Williams Ex Co said:


> Not sure what size this Kubota is but for comparison sake my Bobcat 334 weighs in at about 7500 pounds. On small jobs (which I do many of) that get billed hourly its $105/hr with a 2 hour minimum and $40 truck/trailer mileage minimum. That makes for a $250 minimum bill which isnt to bad if I can do 3-4 small jobs in a days time.

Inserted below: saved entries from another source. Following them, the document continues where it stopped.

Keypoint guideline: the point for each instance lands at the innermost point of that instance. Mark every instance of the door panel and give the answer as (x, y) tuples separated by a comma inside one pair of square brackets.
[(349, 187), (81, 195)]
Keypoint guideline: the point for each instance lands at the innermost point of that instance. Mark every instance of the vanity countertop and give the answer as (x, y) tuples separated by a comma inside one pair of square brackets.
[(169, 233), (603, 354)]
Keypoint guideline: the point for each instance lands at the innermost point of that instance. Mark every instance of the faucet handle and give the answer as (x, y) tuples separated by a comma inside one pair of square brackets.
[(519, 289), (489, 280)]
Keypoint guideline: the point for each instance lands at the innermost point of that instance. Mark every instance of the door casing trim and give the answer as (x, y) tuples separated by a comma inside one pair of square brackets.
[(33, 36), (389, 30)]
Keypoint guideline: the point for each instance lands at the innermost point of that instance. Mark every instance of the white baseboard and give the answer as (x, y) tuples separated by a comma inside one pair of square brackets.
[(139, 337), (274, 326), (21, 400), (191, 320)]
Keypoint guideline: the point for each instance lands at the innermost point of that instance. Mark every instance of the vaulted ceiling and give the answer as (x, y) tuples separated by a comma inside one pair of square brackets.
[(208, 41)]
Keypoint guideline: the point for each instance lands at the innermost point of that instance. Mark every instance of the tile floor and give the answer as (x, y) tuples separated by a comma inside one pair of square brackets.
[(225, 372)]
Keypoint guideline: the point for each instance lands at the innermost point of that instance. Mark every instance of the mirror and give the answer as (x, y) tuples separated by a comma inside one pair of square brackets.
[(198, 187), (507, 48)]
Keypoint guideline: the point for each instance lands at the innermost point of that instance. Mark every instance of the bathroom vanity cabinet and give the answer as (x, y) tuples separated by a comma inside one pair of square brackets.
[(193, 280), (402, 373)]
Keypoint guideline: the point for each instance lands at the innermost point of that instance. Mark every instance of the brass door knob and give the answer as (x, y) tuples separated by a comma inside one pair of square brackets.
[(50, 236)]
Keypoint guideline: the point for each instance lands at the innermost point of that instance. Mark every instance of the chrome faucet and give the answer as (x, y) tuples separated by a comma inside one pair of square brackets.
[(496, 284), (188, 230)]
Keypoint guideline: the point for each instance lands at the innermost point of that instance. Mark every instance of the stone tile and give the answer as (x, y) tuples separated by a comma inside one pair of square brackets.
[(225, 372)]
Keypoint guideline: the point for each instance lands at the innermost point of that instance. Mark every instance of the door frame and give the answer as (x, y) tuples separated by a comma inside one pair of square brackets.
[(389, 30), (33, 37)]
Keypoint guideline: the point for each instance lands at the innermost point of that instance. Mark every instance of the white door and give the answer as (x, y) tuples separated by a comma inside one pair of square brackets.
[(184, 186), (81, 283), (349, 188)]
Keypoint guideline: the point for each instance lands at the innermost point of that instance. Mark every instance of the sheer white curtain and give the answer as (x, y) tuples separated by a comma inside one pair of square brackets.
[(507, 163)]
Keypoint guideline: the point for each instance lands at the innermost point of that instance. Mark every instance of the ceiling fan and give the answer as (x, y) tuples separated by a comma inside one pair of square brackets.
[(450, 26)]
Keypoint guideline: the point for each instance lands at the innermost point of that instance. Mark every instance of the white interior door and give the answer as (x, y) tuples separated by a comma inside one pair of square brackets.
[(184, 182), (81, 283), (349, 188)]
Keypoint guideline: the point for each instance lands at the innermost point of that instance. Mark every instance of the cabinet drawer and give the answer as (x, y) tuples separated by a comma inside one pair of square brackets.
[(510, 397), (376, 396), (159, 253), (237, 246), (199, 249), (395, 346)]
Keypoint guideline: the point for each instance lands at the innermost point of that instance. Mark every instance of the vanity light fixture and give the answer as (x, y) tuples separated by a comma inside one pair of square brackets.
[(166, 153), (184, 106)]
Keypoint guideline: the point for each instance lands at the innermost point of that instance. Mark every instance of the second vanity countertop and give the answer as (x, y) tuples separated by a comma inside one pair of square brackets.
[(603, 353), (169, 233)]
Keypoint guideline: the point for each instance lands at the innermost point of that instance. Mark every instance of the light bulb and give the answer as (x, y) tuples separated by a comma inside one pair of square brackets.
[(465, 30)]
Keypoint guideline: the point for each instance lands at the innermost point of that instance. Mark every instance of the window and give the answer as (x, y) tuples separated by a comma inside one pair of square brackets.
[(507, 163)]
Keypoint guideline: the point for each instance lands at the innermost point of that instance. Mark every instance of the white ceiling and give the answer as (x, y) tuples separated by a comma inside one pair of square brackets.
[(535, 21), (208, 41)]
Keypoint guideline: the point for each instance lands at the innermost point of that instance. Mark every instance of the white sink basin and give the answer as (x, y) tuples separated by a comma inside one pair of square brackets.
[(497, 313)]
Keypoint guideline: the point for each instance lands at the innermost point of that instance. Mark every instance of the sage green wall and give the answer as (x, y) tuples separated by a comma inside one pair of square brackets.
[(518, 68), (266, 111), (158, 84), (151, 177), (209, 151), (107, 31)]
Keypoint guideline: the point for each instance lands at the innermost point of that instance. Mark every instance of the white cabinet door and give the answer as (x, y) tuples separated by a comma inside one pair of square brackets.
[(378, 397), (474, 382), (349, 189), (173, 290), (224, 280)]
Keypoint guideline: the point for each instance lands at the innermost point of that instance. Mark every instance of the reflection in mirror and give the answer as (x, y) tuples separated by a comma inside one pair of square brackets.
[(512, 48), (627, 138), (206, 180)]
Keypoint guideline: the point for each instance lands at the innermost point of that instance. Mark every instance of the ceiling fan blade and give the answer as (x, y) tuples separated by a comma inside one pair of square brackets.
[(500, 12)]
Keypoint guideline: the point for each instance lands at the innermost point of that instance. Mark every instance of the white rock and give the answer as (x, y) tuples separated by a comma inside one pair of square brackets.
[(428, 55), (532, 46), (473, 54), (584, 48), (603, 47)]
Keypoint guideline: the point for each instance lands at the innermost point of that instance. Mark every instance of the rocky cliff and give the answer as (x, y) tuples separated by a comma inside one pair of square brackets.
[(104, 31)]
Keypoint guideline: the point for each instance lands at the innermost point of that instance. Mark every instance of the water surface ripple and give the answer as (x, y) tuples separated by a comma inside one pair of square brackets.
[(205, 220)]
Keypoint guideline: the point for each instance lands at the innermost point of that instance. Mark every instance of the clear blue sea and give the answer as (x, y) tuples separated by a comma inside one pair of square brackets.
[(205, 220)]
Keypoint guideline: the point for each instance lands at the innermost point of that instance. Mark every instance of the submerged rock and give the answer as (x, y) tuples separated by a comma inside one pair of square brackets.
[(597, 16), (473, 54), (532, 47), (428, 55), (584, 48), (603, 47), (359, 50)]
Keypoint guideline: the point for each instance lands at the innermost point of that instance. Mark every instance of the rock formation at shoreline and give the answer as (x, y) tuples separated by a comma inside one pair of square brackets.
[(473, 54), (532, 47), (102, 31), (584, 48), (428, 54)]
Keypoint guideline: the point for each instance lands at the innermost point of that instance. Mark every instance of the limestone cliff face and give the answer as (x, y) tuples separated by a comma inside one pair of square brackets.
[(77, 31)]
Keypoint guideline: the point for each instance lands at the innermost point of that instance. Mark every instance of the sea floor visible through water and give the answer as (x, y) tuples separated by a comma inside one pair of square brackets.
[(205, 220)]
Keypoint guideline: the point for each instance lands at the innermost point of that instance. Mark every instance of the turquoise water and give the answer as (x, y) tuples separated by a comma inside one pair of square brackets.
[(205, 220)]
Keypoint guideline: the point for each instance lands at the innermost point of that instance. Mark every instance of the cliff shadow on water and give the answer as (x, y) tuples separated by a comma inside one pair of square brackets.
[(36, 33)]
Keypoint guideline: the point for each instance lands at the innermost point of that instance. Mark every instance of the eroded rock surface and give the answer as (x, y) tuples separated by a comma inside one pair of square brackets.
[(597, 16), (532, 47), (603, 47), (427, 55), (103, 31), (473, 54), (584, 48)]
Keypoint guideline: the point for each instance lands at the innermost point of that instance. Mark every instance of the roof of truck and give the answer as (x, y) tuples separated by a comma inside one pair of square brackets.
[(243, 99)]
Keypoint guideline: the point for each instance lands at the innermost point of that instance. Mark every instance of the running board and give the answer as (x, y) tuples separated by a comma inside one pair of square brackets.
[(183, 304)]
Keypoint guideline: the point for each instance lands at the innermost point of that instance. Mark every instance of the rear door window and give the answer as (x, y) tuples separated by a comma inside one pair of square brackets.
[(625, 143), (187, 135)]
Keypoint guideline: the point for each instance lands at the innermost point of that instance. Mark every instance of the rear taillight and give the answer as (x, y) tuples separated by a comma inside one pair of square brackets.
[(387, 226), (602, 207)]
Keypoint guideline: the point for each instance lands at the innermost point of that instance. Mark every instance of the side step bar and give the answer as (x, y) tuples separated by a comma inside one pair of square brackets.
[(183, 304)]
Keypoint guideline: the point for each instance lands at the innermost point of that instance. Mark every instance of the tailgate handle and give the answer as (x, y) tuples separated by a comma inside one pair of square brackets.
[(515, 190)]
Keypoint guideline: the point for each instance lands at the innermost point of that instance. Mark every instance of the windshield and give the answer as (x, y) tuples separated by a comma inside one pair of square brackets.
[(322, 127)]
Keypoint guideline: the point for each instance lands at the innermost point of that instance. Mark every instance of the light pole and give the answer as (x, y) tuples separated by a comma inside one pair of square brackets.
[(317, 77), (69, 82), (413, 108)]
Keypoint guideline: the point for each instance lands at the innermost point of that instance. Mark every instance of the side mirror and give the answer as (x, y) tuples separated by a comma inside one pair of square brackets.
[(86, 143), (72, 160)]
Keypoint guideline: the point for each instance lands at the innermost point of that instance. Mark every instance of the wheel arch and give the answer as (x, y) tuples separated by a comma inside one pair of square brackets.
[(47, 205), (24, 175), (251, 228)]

I wish I could pull that kind of hourly rate around here. A 30k machine goes for $120/hr in these parts. My Bobcat 435 goes for $85/hr. Maybe the cost of living is different:thumbsup:


----------



## Williams Ex Co (Dec 25, 2007)

cexcavation said:


> I wish I could pull that kind of hourly rate around here. A 30k machine goes for $120/hr in these parts. My Bobcat 435 goes for $85/hr. Maybe the cost of living is different:thumbsup:


 

My Komatsu PC 150 (about 35K #) is $150/hr if I work it hourly, same thing for my Cat 225 (about 55K #) or D6C dozer.... Cost of living here is pretty low as far as I'm concerned. Plenty of competition here but most of the 'big guys' dont bother returning calls on small stuff. I do and it seems to keep me plenty busy and profitable considering the minimum I put on any job. 4 small jobs that I may only have 6 hours in grosses a grand, not too bad considering the wear and tear on the machine and a few gallons of fuel. Conversely, the 225 or D6C burn 6+ gallons per hour and cost lots more in maintanence and wear/tear.... All for a few bucks more per hour. Hardly worth it to work those machines hourly. If they go out on a job they get billed out as 8 hour minimums plus a minimum of $150 for my semi and trailer...


----------



## rino1494 (Jan 31, 2006)

I wish I could get even somewhat close to those rates.


----------



## danthedirtguy (Nov 15, 2009)

I get $650-$750 per day for my 121........depending on the customers attitude


----------



## Blas (Jan 29, 2008)

We have a Dooson about that size and we get rrrrrrrrrrrrraaaaaaaaaaa..........about tree fidy. Per hour that includes FOG.:laughing:


----------



## donzi82 (Nov 10, 2009)

In the D.C. area a cool 150 - 200 hr easy.


----------



## tgeb (Feb 9, 2006)

donzi82 said:


> In the D.C. area a cool 150 - 200 hr easy.


You are kidding, right?

No one is going to pay that for a 7,500lb mini ex.


----------



## danthedirtguy (Nov 15, 2009)

If your getting $200.00 per hour for a 121 i am going to move to where you live......my hitachi 160 gets $150.00-$187.50 an hour ...8 hours $1,500.00 machine operator,fuel.


----------



## dayexco (Mar 4, 2006)

donzi82 said:


> In the D.C. area a cool 150 - 200 hr easy.


i can't wait til pipeguy chimes in on this one.


----------



## tgeb (Feb 9, 2006)

dayexco said:


> i can't wait til pipeguy chimes in on this one.


Should be interesting for sure. I'll sit here and enjoy the fireworks. :nuke:


----------



## Evan03 (Sep 6, 2009)

85-100 for our 580 super m


----------



## danthedirtguy (Nov 15, 2009)

Evan, where are you located? put it on your profile so we can all see where we are all at


----------